La svolta cromatica sembra aver sortito gli effetti sperati: se la gara della Juventus contro l’Hellas si infiamma nel finale il merito è senza dubbio delle scarpette indossate appunto da Dybala. Proprio mentre la Vecchia Signora sembra arrancare contro gli scaligeri, ecco salire in cattedra la Joya, che prende per mano e trascina l’attuale vice capolista della Serie A. Ma la vicenda deve essere valutata anche sotto un altro aspetto: il magic moment dell’argentino coincide con la ritrovata serenità in ambito professionale, laddove Dybala, specie con riferimento alla vertenza sui diritti di immagine, ha risolto l’annosa querelle sull’impiego del proprio nome da parte di un eventuale sponsor tecnico. L’aver scelto proprio lo stesso usato dai bianconeri di sicuro è la miglior scelta che poteva prospettarsi.
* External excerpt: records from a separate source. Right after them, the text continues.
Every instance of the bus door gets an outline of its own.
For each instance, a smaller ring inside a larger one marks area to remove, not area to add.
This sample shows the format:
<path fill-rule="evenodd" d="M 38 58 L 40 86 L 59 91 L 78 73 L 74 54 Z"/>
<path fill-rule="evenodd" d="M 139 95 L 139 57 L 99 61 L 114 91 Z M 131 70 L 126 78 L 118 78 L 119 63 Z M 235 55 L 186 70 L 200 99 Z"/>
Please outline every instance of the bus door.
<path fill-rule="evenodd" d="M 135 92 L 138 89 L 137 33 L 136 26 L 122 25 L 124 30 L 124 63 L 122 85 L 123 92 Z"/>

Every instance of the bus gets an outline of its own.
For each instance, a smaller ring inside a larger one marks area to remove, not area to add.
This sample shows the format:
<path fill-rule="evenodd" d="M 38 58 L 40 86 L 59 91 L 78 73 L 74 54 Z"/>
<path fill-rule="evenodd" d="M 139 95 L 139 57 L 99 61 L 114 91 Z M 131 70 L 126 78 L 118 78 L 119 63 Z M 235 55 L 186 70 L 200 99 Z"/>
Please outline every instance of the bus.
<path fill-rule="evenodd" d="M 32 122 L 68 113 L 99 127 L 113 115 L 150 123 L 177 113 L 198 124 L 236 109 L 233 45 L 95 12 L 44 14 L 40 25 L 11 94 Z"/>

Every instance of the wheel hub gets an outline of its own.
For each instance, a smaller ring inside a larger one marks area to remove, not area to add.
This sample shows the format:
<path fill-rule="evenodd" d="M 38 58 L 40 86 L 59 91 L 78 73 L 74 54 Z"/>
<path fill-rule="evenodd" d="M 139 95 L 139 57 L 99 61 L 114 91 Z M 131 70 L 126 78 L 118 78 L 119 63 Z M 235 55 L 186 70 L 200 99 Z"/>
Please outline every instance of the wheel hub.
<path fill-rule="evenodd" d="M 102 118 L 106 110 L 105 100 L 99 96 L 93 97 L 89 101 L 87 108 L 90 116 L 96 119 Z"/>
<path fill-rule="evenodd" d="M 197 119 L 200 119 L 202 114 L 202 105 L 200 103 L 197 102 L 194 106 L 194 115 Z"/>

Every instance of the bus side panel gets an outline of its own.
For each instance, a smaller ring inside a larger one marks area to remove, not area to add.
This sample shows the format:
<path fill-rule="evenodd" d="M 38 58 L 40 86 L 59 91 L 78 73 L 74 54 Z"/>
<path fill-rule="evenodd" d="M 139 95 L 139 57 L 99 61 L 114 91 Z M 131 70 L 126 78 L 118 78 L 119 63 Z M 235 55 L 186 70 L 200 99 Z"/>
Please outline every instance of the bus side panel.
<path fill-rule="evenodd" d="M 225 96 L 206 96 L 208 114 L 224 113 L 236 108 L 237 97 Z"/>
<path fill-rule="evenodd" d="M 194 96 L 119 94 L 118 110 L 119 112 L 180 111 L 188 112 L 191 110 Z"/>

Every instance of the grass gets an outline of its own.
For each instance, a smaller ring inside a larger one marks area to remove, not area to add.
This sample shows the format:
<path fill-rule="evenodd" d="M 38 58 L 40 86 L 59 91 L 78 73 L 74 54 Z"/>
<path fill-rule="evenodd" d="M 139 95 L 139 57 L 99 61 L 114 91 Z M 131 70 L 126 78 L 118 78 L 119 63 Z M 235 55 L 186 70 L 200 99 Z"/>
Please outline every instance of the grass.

D’altro canto, l’ultimo rinnovo di Dybala contemplava appunto l’inserimento di clausole che consentivano ai bianconeri l’utilizzo della Joya come un vero e proprio uomo immagine, una scelta del tutto inedita ma che al tempo stesso evidenzia la volontà del club di continuare il più a lungo possibile il discorso con il talento argentino.

Per il ritrovato leader della Juventus il nuovo anno possa essere decisamente proficuo, affinché possa trascinare la Vecchia Signora a nuovi traguardi, specie in ambito continentale, agguantando la tanto sperata Champions League, a coronamento di un sogno per squadra di Torino, un trofeo che, all’ombra della Mole, manca da troppi anni.